The client-side handler intercepts the request, compresses the outgoing data, and encrypts the data using a symmetric cipher. We will use the Java Cryptography Extension (JCE) API—bundled with JDK 1.4 and also available separately for use as an optional package to the Java 2 SDK, versions 1.2.x and 1.3.x—for all our security algorithms. Once the handler is done with the encryption, it places the data back in the SOAP message and sends the request on its way to the service.

When using handlers the development approach in starting with the Java code remains the same (recall that you can also take an existing WSDL and develop both the service and the client from that in JAX-RPC). We write the service definition, the service implementation and the handlers, and then deploy the service.

The term service definition is used to refer to the abstraction that defines the publicly surfaced view of the service. The service definition is represented as a Java interface that exposes the operations for the service. The service definition is also called a remote interface because it must extend the java.rmi.Remote interface, and all methods in it must throw a java.rmi.RemoteException (see Listing 1).
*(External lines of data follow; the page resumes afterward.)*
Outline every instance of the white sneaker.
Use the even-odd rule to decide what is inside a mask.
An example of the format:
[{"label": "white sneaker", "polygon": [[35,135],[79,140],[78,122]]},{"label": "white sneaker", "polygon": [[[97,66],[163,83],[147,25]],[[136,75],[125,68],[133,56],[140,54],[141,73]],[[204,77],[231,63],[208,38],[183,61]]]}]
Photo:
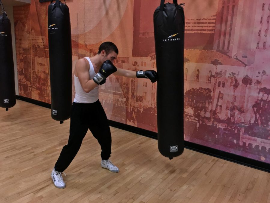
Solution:
[{"label": "white sneaker", "polygon": [[119,169],[112,164],[112,161],[110,159],[108,160],[101,159],[100,165],[102,167],[108,169],[112,172],[118,173],[119,172]]},{"label": "white sneaker", "polygon": [[[64,173],[65,176],[66,174]],[[63,180],[62,173],[61,172],[57,171],[54,168],[52,171],[51,177],[52,177],[52,179],[54,185],[57,188],[63,189],[66,187],[66,184]]]}]

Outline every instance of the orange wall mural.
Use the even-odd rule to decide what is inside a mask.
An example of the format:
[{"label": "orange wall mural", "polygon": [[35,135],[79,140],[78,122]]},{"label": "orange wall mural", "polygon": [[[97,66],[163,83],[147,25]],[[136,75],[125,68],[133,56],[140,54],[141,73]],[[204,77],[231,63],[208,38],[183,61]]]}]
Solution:
[{"label": "orange wall mural", "polygon": [[[111,41],[119,49],[117,67],[156,69],[153,15],[159,0],[66,2],[74,68]],[[50,103],[49,2],[31,3],[14,7],[19,93]],[[178,3],[185,3],[185,140],[270,163],[270,1]],[[109,119],[157,131],[156,83],[111,76],[100,89]]]}]

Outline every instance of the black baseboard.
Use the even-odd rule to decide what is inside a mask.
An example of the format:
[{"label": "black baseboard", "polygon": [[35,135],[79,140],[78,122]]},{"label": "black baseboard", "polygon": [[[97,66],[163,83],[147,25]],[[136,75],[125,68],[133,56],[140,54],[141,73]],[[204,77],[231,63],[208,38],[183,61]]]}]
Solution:
[{"label": "black baseboard", "polygon": [[48,109],[50,109],[51,105],[50,104],[49,104],[45,102],[43,102],[40,101],[38,100],[35,100],[34,99],[30,99],[27,97],[23,97],[22,96],[18,96],[17,95],[16,95],[16,98],[17,99],[18,99],[22,101],[26,101],[29,103],[38,105],[40,106],[43,106],[43,107],[46,107]]},{"label": "black baseboard", "polygon": [[[51,104],[50,104],[21,96],[17,96],[17,99],[36,105],[51,108]],[[158,134],[154,132],[111,120],[109,120],[109,124],[113,127],[156,140],[158,139]],[[267,163],[187,141],[184,141],[184,146],[186,149],[270,173],[270,164]]]}]

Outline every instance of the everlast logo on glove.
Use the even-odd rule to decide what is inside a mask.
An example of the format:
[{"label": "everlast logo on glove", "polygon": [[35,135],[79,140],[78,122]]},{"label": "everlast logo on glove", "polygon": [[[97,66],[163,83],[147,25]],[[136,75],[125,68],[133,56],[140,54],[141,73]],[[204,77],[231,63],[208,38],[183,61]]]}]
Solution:
[{"label": "everlast logo on glove", "polygon": [[[105,71],[104,71],[105,72]],[[100,82],[103,79],[103,78],[101,76],[101,75],[100,74],[99,74],[99,73],[98,73],[95,75],[94,76],[94,78],[98,80],[98,81],[99,82]]]}]

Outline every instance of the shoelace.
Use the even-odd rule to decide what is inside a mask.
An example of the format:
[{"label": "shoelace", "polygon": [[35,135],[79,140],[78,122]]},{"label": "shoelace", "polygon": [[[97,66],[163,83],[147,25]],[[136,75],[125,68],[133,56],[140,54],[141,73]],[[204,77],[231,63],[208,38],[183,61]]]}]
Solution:
[{"label": "shoelace", "polygon": [[65,174],[65,176],[67,176],[66,175],[66,174],[64,172],[61,173],[61,172],[57,171],[56,173],[56,177],[57,178],[57,181],[59,183],[62,182],[62,181],[63,180],[63,177],[62,177],[62,176],[61,175],[62,173]]},{"label": "shoelace", "polygon": [[112,166],[115,166],[115,166],[113,165],[113,164],[112,163],[112,161],[111,161],[110,159],[108,159],[108,160],[107,160],[107,162],[109,162],[112,165]]}]

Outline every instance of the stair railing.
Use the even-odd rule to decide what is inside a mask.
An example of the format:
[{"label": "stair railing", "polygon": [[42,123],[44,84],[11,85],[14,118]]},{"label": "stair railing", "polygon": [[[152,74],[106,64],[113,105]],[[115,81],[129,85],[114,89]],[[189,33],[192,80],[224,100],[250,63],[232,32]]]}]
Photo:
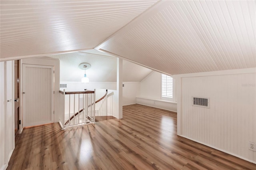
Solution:
[{"label": "stair railing", "polygon": [[60,91],[59,122],[62,129],[95,123],[95,91]]}]

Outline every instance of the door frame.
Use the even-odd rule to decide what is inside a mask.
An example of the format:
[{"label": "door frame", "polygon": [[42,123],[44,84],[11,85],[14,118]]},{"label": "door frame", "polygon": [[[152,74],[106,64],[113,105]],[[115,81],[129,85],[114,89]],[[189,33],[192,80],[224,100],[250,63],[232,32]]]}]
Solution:
[{"label": "door frame", "polygon": [[[36,125],[33,125],[33,124],[30,124],[29,125],[26,125],[26,96],[24,95],[26,95],[26,67],[32,67],[37,68],[49,68],[51,69],[51,121],[48,123],[53,123],[54,122],[54,66],[44,65],[38,65],[34,64],[22,64],[22,81],[21,84],[22,84],[21,90],[20,91],[21,95],[22,96],[22,103],[21,105],[22,106],[22,127],[28,127],[30,126],[36,126]],[[23,93],[25,93],[23,94]],[[22,130],[21,130],[20,132],[22,131]]]}]

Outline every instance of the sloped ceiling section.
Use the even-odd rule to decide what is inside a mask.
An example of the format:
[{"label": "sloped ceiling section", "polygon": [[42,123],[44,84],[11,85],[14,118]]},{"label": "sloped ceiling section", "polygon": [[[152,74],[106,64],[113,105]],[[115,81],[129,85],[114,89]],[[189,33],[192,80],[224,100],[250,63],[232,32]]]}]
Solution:
[{"label": "sloped ceiling section", "polygon": [[156,2],[1,0],[0,59],[92,48]]},{"label": "sloped ceiling section", "polygon": [[[78,67],[82,63],[91,64],[91,68],[86,70],[90,82],[116,81],[116,58],[101,56],[100,53],[102,53],[99,52],[95,55],[93,54],[95,52],[92,50],[83,51],[84,53],[71,53],[49,57],[60,59],[60,81],[80,81],[84,74],[84,70]],[[123,68],[124,82],[140,82],[152,71],[125,60],[123,61]]]},{"label": "sloped ceiling section", "polygon": [[168,74],[256,67],[255,1],[164,1],[99,45]]}]

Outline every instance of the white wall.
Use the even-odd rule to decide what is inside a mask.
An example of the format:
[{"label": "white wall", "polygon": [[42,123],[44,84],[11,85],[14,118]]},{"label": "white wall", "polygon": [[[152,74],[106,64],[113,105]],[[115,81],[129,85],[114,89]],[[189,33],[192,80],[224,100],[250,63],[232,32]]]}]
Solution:
[{"label": "white wall", "polygon": [[[140,95],[137,103],[177,112],[177,103],[161,99],[161,73],[152,71],[140,82]],[[175,93],[175,89],[174,93]],[[175,94],[174,94],[175,96]]]},{"label": "white wall", "polygon": [[[14,61],[0,62],[0,169],[6,169],[15,147]],[[8,100],[11,101],[7,102]]]},{"label": "white wall", "polygon": [[[65,89],[66,91],[83,91],[85,89],[94,90],[94,89],[107,89],[116,91],[116,82],[90,82],[83,83],[80,82],[62,81],[60,84],[66,84],[66,88],[60,88],[60,90]],[[132,105],[136,103],[136,97],[140,94],[140,82],[123,82],[124,87],[123,87],[123,105]],[[96,99],[98,97],[96,95]],[[101,97],[102,97],[101,96]]]},{"label": "white wall", "polygon": [[140,82],[123,82],[123,106],[137,103],[136,97],[140,95]]},{"label": "white wall", "polygon": [[[22,64],[34,64],[37,65],[48,65],[54,67],[54,123],[59,122],[60,112],[60,60],[58,59],[44,57],[40,58],[30,58],[23,59],[21,61]],[[22,73],[21,73],[22,75]],[[21,78],[22,81],[22,77]],[[21,83],[22,84],[22,83]],[[22,89],[22,87],[21,87]],[[22,103],[22,95],[20,98],[20,103]],[[22,109],[21,109],[22,110]]]},{"label": "white wall", "polygon": [[[256,163],[256,68],[176,75],[178,135]],[[192,106],[210,98],[210,108]]]}]

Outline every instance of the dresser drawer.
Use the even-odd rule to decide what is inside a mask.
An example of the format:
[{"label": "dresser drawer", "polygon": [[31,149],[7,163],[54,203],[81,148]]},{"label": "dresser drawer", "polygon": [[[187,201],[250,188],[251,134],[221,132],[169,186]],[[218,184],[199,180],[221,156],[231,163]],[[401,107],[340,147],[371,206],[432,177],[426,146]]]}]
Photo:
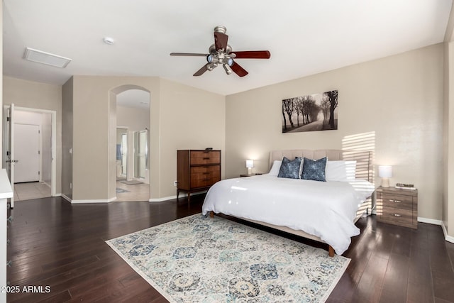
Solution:
[{"label": "dresser drawer", "polygon": [[384,207],[382,215],[377,216],[377,219],[379,221],[408,227],[412,227],[414,224],[412,210],[395,207]]},{"label": "dresser drawer", "polygon": [[388,193],[381,193],[378,196],[378,199],[381,199],[382,201],[377,201],[377,202],[382,202],[384,208],[395,207],[408,210],[413,209],[413,198],[411,196]]},{"label": "dresser drawer", "polygon": [[191,150],[191,165],[221,163],[219,150]]},{"label": "dresser drawer", "polygon": [[221,180],[221,166],[195,166],[191,167],[191,187],[206,187]]}]

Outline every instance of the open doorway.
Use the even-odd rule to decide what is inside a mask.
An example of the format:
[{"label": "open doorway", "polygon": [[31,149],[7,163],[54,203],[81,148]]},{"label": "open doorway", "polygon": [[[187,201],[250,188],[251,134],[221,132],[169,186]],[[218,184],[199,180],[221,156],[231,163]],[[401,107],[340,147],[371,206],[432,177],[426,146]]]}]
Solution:
[{"label": "open doorway", "polygon": [[116,95],[116,201],[148,201],[150,92],[127,89]]},{"label": "open doorway", "polygon": [[[11,110],[14,111],[11,121],[14,131],[10,140]],[[15,150],[14,201],[55,196],[56,112],[5,106],[4,119],[8,121],[3,134],[5,159],[11,158],[10,143]]]}]

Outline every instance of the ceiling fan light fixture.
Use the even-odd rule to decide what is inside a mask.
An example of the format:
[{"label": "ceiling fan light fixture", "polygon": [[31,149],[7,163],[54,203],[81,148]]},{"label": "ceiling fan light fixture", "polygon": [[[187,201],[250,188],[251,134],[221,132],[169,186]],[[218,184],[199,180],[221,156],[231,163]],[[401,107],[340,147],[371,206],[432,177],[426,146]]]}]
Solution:
[{"label": "ceiling fan light fixture", "polygon": [[226,73],[227,75],[230,75],[232,73],[233,70],[232,70],[232,67],[230,67],[230,65],[227,63],[224,63],[222,65],[222,67],[224,68],[224,70],[226,71]]},{"label": "ceiling fan light fixture", "polygon": [[211,72],[211,70],[214,70],[217,66],[218,66],[218,63],[211,62],[206,65],[206,69]]}]

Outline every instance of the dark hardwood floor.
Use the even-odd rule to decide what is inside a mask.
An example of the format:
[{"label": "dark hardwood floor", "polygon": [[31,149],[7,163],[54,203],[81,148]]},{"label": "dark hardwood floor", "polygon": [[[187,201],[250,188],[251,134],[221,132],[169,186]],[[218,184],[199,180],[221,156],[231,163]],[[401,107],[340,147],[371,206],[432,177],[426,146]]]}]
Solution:
[{"label": "dark hardwood floor", "polygon": [[[165,202],[74,204],[61,198],[20,201],[11,210],[7,270],[10,302],[167,302],[105,240],[201,211],[203,195]],[[417,230],[357,223],[362,232],[344,255],[351,258],[329,302],[454,302],[454,244],[438,226]],[[299,239],[301,240],[301,239]],[[313,242],[301,240],[312,245]],[[42,286],[42,293],[23,287]],[[50,287],[46,292],[45,287]]]}]

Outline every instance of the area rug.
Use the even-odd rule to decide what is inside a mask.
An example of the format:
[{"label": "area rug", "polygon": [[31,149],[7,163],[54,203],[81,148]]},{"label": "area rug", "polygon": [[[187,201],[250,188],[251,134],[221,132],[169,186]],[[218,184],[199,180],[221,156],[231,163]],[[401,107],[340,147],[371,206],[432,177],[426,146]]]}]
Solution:
[{"label": "area rug", "polygon": [[201,214],[106,242],[171,302],[323,302],[350,263]]}]

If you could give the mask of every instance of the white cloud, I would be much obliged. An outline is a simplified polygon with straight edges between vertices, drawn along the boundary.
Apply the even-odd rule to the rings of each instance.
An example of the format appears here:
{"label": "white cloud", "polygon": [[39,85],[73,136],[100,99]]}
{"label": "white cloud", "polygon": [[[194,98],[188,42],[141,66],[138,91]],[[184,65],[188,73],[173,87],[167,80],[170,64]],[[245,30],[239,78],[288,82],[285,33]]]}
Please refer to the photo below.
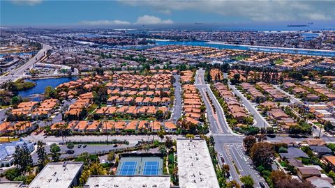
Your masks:
{"label": "white cloud", "polygon": [[133,0],[121,2],[133,6],[149,6],[158,13],[200,11],[253,21],[335,19],[334,0]]}
{"label": "white cloud", "polygon": [[137,17],[135,24],[173,24],[173,21],[168,19],[162,19],[159,17],[151,15],[144,15]]}
{"label": "white cloud", "polygon": [[128,25],[130,22],[121,20],[84,20],[79,22],[81,25],[86,26],[110,26],[110,25]]}
{"label": "white cloud", "polygon": [[29,5],[34,6],[39,4],[42,2],[42,0],[10,0],[13,3],[17,5]]}

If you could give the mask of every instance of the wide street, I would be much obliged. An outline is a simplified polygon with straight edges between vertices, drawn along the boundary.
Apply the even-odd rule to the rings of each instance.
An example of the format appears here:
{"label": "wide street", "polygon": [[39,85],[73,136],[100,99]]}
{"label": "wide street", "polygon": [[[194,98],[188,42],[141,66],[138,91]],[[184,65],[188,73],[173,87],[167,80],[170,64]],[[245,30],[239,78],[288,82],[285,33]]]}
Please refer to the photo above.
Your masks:
{"label": "wide street", "polygon": [[284,95],[285,95],[286,96],[288,96],[289,98],[290,98],[290,100],[291,101],[291,103],[302,103],[302,101],[295,97],[295,95],[291,95],[288,93],[287,93],[286,91],[283,91],[283,89],[280,88],[278,86],[276,85],[272,85],[274,86],[274,88],[276,88],[276,90],[279,91],[281,93],[283,93]]}
{"label": "wide street", "polygon": [[[223,77],[227,78],[227,73],[224,73]],[[238,96],[240,99],[242,100],[243,104],[246,107],[246,109],[253,114],[255,118],[254,120],[255,121],[254,125],[258,128],[267,127],[270,125],[267,121],[264,118],[262,115],[260,114],[258,111],[255,108],[255,105],[253,104],[250,101],[243,95],[241,92],[235,87],[234,85],[230,84],[230,81],[228,81],[228,87],[232,90],[232,92]]]}
{"label": "wide street", "polygon": [[[225,162],[229,165],[230,173],[233,180],[241,184],[239,178],[241,176],[251,175],[255,180],[255,187],[260,187],[260,182],[267,185],[264,178],[260,177],[258,172],[251,165],[252,162],[250,158],[244,154],[244,148],[242,146],[243,136],[233,133],[229,127],[223,110],[211,92],[209,86],[206,84],[204,75],[204,70],[200,69],[197,71],[195,86],[199,89],[206,105],[211,134],[216,143],[216,150],[218,155],[222,155]],[[214,109],[206,93],[208,93],[208,96],[213,102],[216,113],[214,113]],[[222,164],[221,162],[220,163]]]}
{"label": "wide street", "polygon": [[174,124],[181,116],[181,86],[179,83],[179,75],[174,75],[174,83],[173,87],[174,88],[174,104],[173,105],[173,112],[171,116],[172,121]]}
{"label": "wide street", "polygon": [[[113,149],[119,149],[119,148],[124,148],[127,147],[134,146],[135,144],[129,144],[129,145],[120,145],[118,144],[117,146],[114,146],[114,144],[105,144],[105,145],[87,145],[84,147],[84,144],[81,144],[82,146],[80,148],[78,148],[79,145],[75,145],[75,147],[72,149],[75,152],[73,154],[68,154],[66,153],[66,150],[68,150],[68,148],[65,145],[59,145],[61,151],[61,158],[66,158],[66,157],[75,157],[76,156],[80,155],[83,152],[88,152],[89,154],[96,154],[98,152],[107,152],[110,150]],[[47,144],[45,146],[45,152],[50,152],[50,145]],[[31,155],[31,157],[33,158],[33,161],[34,163],[36,163],[38,161],[38,155],[37,152],[34,152]]]}
{"label": "wide street", "polygon": [[[184,138],[181,135],[165,135],[165,136],[171,136],[172,139],[177,139],[178,138]],[[159,139],[159,137],[157,135],[109,135],[108,140],[111,141],[113,139],[116,140],[127,140],[130,143],[137,143],[139,141],[149,141],[154,139]],[[62,138],[55,136],[47,136],[43,134],[39,134],[38,135],[31,134],[30,135],[23,137],[23,140],[31,141],[37,142],[38,141],[43,141],[46,143],[58,143],[62,141]],[[106,135],[101,136],[94,136],[94,135],[87,135],[87,136],[70,136],[64,137],[65,141],[105,141],[107,140]]]}
{"label": "wide street", "polygon": [[52,48],[51,46],[42,44],[43,47],[42,49],[38,51],[38,52],[31,58],[29,61],[28,61],[26,63],[22,65],[22,66],[17,68],[17,69],[14,69],[10,71],[10,74],[7,76],[3,76],[0,77],[0,84],[8,81],[15,81],[17,79],[22,77],[24,75],[24,71],[31,68],[34,63],[40,61],[43,57],[46,56],[47,51]]}

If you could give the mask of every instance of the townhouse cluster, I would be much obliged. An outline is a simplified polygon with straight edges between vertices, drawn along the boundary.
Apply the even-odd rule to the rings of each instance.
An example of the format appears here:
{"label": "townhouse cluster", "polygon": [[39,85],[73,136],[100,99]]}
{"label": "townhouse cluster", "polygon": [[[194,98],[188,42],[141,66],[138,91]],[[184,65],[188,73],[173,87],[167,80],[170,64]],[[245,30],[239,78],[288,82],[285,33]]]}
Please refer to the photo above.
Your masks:
{"label": "townhouse cluster", "polygon": [[302,88],[300,85],[292,82],[285,82],[283,84],[284,90],[288,91],[291,94],[298,97],[303,97],[304,100],[315,101],[320,100],[320,97],[313,93]]}
{"label": "townhouse cluster", "polygon": [[35,123],[29,121],[3,122],[0,124],[0,134],[22,134],[37,128]]}
{"label": "townhouse cluster", "polygon": [[50,130],[52,132],[59,131],[60,130],[68,130],[73,133],[79,134],[96,132],[119,134],[122,132],[149,132],[157,133],[161,130],[165,130],[167,132],[174,132],[177,131],[177,126],[171,122],[156,120],[73,120],[69,123],[61,122],[54,123],[50,127]]}
{"label": "townhouse cluster", "polygon": [[70,119],[79,119],[81,116],[81,118],[83,118],[82,116],[85,116],[86,113],[82,114],[82,112],[92,104],[93,97],[92,92],[80,95],[75,102],[70,105],[65,115]]}
{"label": "townhouse cluster", "polygon": [[220,94],[220,96],[227,104],[228,109],[231,116],[239,123],[242,123],[245,118],[248,117],[246,109],[241,105],[240,101],[230,91],[227,86],[221,82],[214,84],[214,87]]}
{"label": "townhouse cluster", "polygon": [[[335,101],[327,102],[307,102],[299,105],[305,111],[312,113],[320,123],[329,122],[335,126]],[[334,131],[330,132],[334,134]]]}
{"label": "townhouse cluster", "polygon": [[241,84],[242,88],[251,95],[250,100],[253,101],[265,101],[267,97],[264,95],[260,91],[255,88],[255,85],[244,82]]}
{"label": "townhouse cluster", "polygon": [[[276,159],[281,170],[292,172],[287,167],[290,166],[296,171],[292,178],[310,182],[314,187],[334,187],[334,180],[325,173],[325,166],[334,171],[335,156],[324,140],[308,139],[298,143],[292,139],[285,139],[281,143],[288,145],[287,152],[279,153]],[[318,162],[313,164],[312,161]]]}
{"label": "townhouse cluster", "polygon": [[260,87],[265,93],[267,93],[276,102],[284,101],[286,98],[285,94],[274,88],[270,84],[259,81],[256,83],[256,86]]}
{"label": "townhouse cluster", "polygon": [[335,92],[322,87],[313,81],[304,81],[300,82],[300,84],[307,88],[313,89],[319,95],[325,96],[329,101],[335,100]]}
{"label": "townhouse cluster", "polygon": [[260,105],[267,109],[268,117],[278,127],[279,131],[288,132],[291,126],[297,125],[297,121],[286,114],[275,102],[266,101]]}
{"label": "townhouse cluster", "polygon": [[199,91],[193,84],[184,84],[182,86],[182,95],[184,120],[194,125],[200,125],[203,103]]}
{"label": "townhouse cluster", "polygon": [[45,100],[40,103],[35,101],[23,102],[17,105],[17,109],[13,109],[10,113],[12,115],[30,116],[32,119],[36,119],[39,117],[47,118],[58,106],[57,99]]}
{"label": "townhouse cluster", "polygon": [[195,72],[192,70],[184,70],[180,72],[180,80],[181,83],[191,84],[194,80]]}
{"label": "townhouse cluster", "polygon": [[211,69],[209,74],[211,75],[211,80],[220,81],[223,79],[222,72],[217,68]]}

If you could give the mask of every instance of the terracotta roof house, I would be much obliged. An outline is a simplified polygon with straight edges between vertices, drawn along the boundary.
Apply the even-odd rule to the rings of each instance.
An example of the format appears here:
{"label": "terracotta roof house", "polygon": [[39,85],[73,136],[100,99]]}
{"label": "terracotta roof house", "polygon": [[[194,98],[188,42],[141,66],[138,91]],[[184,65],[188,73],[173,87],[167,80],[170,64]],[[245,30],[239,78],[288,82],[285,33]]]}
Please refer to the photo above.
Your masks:
{"label": "terracotta roof house", "polygon": [[297,167],[297,175],[300,179],[305,179],[312,176],[320,176],[321,173],[314,167]]}

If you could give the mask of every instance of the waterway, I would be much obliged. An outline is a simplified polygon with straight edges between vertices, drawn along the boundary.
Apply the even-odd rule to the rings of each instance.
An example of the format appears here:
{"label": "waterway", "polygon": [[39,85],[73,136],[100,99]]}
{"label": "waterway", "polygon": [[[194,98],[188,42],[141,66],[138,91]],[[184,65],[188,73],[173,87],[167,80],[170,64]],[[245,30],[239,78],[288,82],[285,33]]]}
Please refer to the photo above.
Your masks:
{"label": "waterway", "polygon": [[[207,41],[156,41],[156,45],[188,45],[188,46],[201,46],[215,47],[218,49],[239,49],[239,50],[253,50],[258,52],[276,52],[276,53],[285,53],[291,54],[302,54],[308,56],[322,56],[335,57],[335,51],[314,51],[308,49],[284,49],[277,47],[252,47],[252,46],[242,46],[224,44],[213,44],[209,43]],[[152,47],[152,46],[151,46]]]}
{"label": "waterway", "polygon": [[18,92],[18,95],[22,96],[22,97],[30,97],[34,101],[39,100],[38,94],[44,93],[44,90],[46,86],[52,86],[56,88],[59,84],[70,81],[76,80],[77,77],[64,77],[64,78],[50,78],[50,79],[27,79],[27,81],[32,81],[36,84],[36,86],[30,89],[21,91]]}
{"label": "waterway", "polygon": [[16,56],[24,56],[27,54],[31,55],[37,53],[38,51],[36,52],[19,52],[19,53],[9,53],[9,54],[0,54],[0,57],[3,57],[6,55],[16,55]]}

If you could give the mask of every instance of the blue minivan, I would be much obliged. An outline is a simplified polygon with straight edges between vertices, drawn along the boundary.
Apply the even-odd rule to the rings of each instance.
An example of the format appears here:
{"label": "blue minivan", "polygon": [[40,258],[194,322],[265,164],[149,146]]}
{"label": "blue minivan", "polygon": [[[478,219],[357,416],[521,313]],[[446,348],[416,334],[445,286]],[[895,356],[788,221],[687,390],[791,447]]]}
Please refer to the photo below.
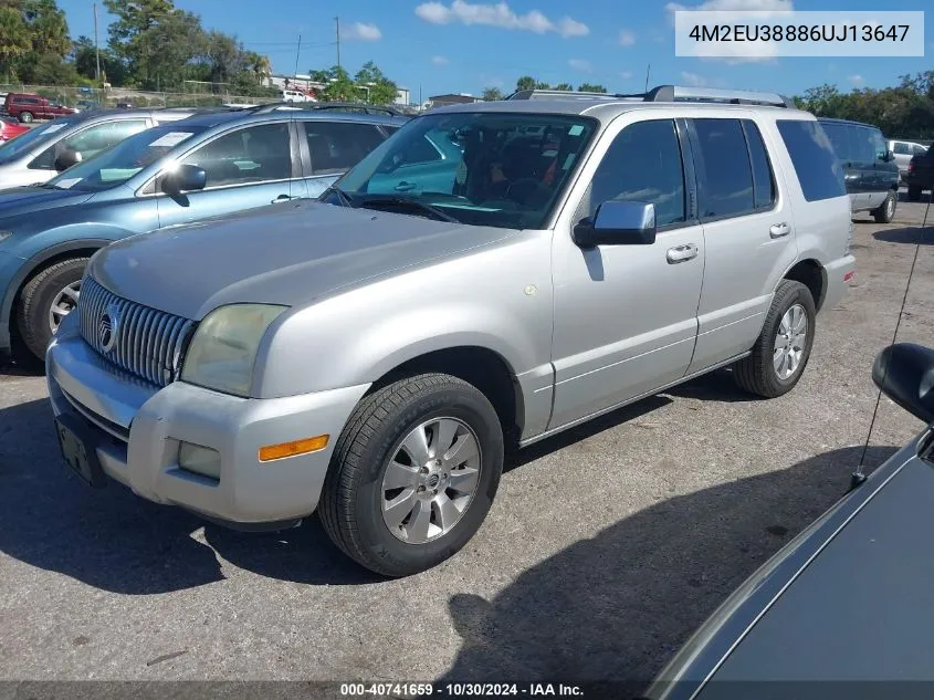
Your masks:
{"label": "blue minivan", "polygon": [[197,115],[130,136],[43,185],[1,190],[0,354],[41,361],[99,248],[317,197],[407,119],[275,106]]}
The service implementation, also known as a servant is the concrete representation of the abstract service definition; it is a class that provides the implementation for the service definition. The Java class must have a default constructor and must implement the remote interface that defines the service. When using handlers the service implementation does not require any additional code or modification. In fact, the service implementation is not aware of any of the changes (compression, encryption, decryption, and decompression) that have been applied to the SOAP message between the time the client initiated the request and the time it was processed.

The service implementation contains the acceptContent() method that accepts raw bytes and writes them out to a file called Myfile.doc (see Listing 2).